We assessed overlap between VDR ChIP-seq peaks and genomic regions encompassing the area 100 kb around SNPs significantly associated with autoimmune disease in genome wide association studies [29]. There was a significant enrichment within all regions associated with autoimmunity and this was greater for 25(OH)D ≥75 than 25(OH)D <75 (25(OH)D ≥75: 3.13-fold, P<0.0001; 25(OH)D <75: 2.76-fold, P<0.0001; 25(OH)D ≥75 enrichment versus 25(OH)D <75 enrichment: P= 0.0002). Overlap for individual autoimmune diseases is detailed in Additional file 8: Table S3 and illustrated in Figure 4. There was significant overlap for alopecia, ankylosing spondylitis, celiac disease, Crohn’s disease, Grave’s disease, multiple sclerosis, primary biliary cirrhosis, psoriasis, psoriatic arthritis, rheumatoid arthritis, systemic lupus erythematosus, systemic sclerosis, type 1 diabetes mellitus, ulcerative colitis and vitiligo. In most conditions, there was more overlap for 25(OH)D ≥75 than 25(OH)D <75. One possible explanation would be that both VDR binding and autoimmune disease regions tend to cluster near regions enriched for genes so the analysis was repeated controlling for the location of genes and immune-related genes. Controlling for immune-related genes reduced the significance for some autoimmune diseases (notably rheumatoid arthritis) suggesting that VDR binding near immune-genes may underlie some of the enrichment seen near autoimmune disease regions. However, overall overlap with autoimmune disease regions was still significant suggesting that VDR enrichment of these regions is at least partially independent of preferential binding near immune-related genes. We assessed enrichment for autoimmune disease-associated regions in all VDR binding sites overlapping with ChIP-seq peaks for other transcription factors and found the greatest enrichment for overlap with SP1 and CTCF but comparisons between VDR binding sites overlapping with transcription factor ChIP-seq peaks and those without overlap were not significant [See Additional file 9: Table S5].

Figure 4
figure 4

Overlap of VDR ChIP-seq peaks with autoimmune disease-associated regions. Autoimmune disease associated regions are those within 100 kb of SNPs implicated in genome-wide association studies (GWAS) at P<10-7[29]. 25(OH)D ≥75,samples with 25-hydroxyvitamin D ≥75 nM, 25(OH)D <75, samples with 25-hydroxyvitamin D <75 nM; ChIP, ChIP-seq, chromatin immunoprecipitation and massively parallel sequencing; VDR, vitamin D receptor.

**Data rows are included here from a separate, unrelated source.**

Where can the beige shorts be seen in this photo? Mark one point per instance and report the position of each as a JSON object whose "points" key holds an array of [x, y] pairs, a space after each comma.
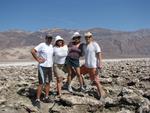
{"points": [[59, 70]]}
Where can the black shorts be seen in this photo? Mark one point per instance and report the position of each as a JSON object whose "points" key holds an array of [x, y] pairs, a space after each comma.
{"points": [[44, 74]]}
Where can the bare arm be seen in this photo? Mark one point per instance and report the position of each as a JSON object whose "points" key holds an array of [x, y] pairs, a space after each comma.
{"points": [[37, 58]]}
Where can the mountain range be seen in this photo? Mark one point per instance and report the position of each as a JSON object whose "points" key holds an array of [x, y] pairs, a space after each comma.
{"points": [[114, 44]]}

There was no significant enrichment for genomic regions associated with control conditions (ones in which CD4+ cells would not be expected to play a dominant role), such as coronary heart disease, atopic dermatitis and type 2 diabetes mellitus (P>0.05 for all). Also, in support of separate biochemical pathways for autoimmunity and metabolic effects of vitamin D, VDR binding was not enriched for genomic regions associated with bone mineral density.

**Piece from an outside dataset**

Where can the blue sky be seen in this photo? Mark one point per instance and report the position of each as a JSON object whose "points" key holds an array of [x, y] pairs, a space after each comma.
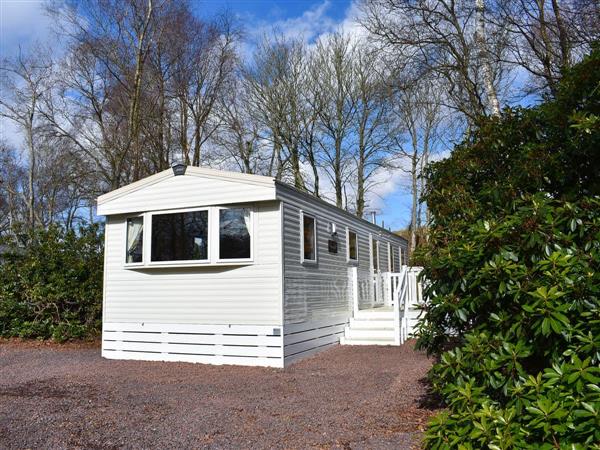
{"points": [[23, 22]]}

The previous study of LCLs had shown VDR enrichment near regions associated with chronic lymphocytic leukemia. However, no significant enrichment was seen for these regions in primary CD4+ cells (25(OH)D ≥75 1.62-fold, P= 0.37; 25(OH)D <75 2.44-fold, P= 0.27; LCLs 20.7-fold, P<0.0001), suggesting that VDR binding in cell lines differs considerably from that seen in primary immune cells.

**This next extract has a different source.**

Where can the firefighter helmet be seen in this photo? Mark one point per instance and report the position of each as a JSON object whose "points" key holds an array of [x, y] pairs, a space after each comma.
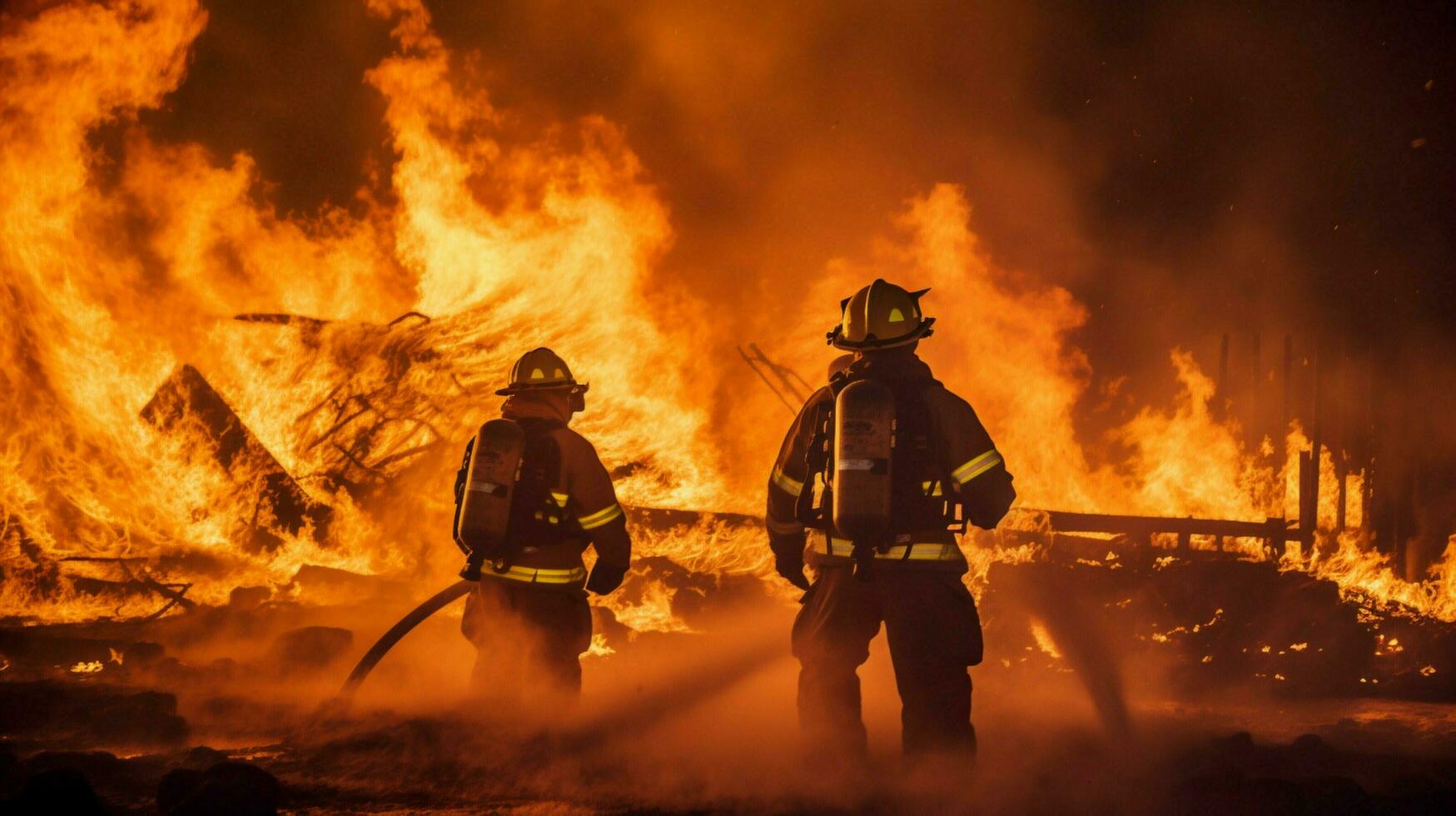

Although 100 kb was chosen to encompass the likely extent of linkage disequilibrium,both groups showed increased enrichment when the size of the region assessed for overlap decreased. 25(OH)D ≥75 showed consistently greater enrichment for autoimmune regions than 25(OH)D <75 [See Additional file 10: Figure S5].

Several disease-associated SNPs were located within VDR ChIP-seq binding intervals [See Additional file 11: Table S4]. We analyzed these SNPs in Regulome DB and found that several were likely to affect gene expression and/or transcription factor binding [42].

VDR binding and gene expression in CD4+ cells

We assessed enrichment in VDR binding near genes expressed in different types of CD4+ cells measured by RNA-seq [36]. VDR binding was significantly enriched within 5 kb of genes expressed either specifically in T-regulatory cells or T-helper cells and genes expressed which were common to all CD4+ cells. Enrichment was particularly high for genes associated specifically with T-regulatory and T-helper cells in the 25(OH)D ≥75 group (RNA-seq Treg: 25(OH)D ≥75 4.07-fold, P<0.0001; 25(OH)D <75 2.96-fold, P<0.0001; 25(OH)D ≥75 versus 25(OH)D <75 P= 0.0002; RNA-seq Thelper: 25(OH)D ≥75 3.87-fold, P<0.0001; 25(OH)D <75 2.76-fold, P<0.0001; 25(OH)D ≥75 versus 25(OH)D <75 P= 0.0002; RNA-seq CD4 + common: 25(OH)D ≥75 5.27-fold, P<0.0001; 25(OH)D <75 5.13-fold, P<0.0001; 25(OH)D ≥75 versus 25(OH)D <75 P= 0.0002).

Discussion

The most arresting finding in this study is that the number of VDR binding sites in primary CD4+ cells is strongly correlated with 25-hydroxyvitamin D levels. The previous VDR ChIP-seq experiments using MCLs and LCLs found an increase in VDR binding site occupancy following treatment with supraphysiological levels of calcitriol [9, 10]. Our finding of a far greater number of VDR binding sites in sufficient vitamin D samples than insufficient samples suggests that this effect also occurs with different in vivo levels of vitamin D. In vivo levels of 25-hydroxyvitamin D are directly associated with the number of VDR binding sites.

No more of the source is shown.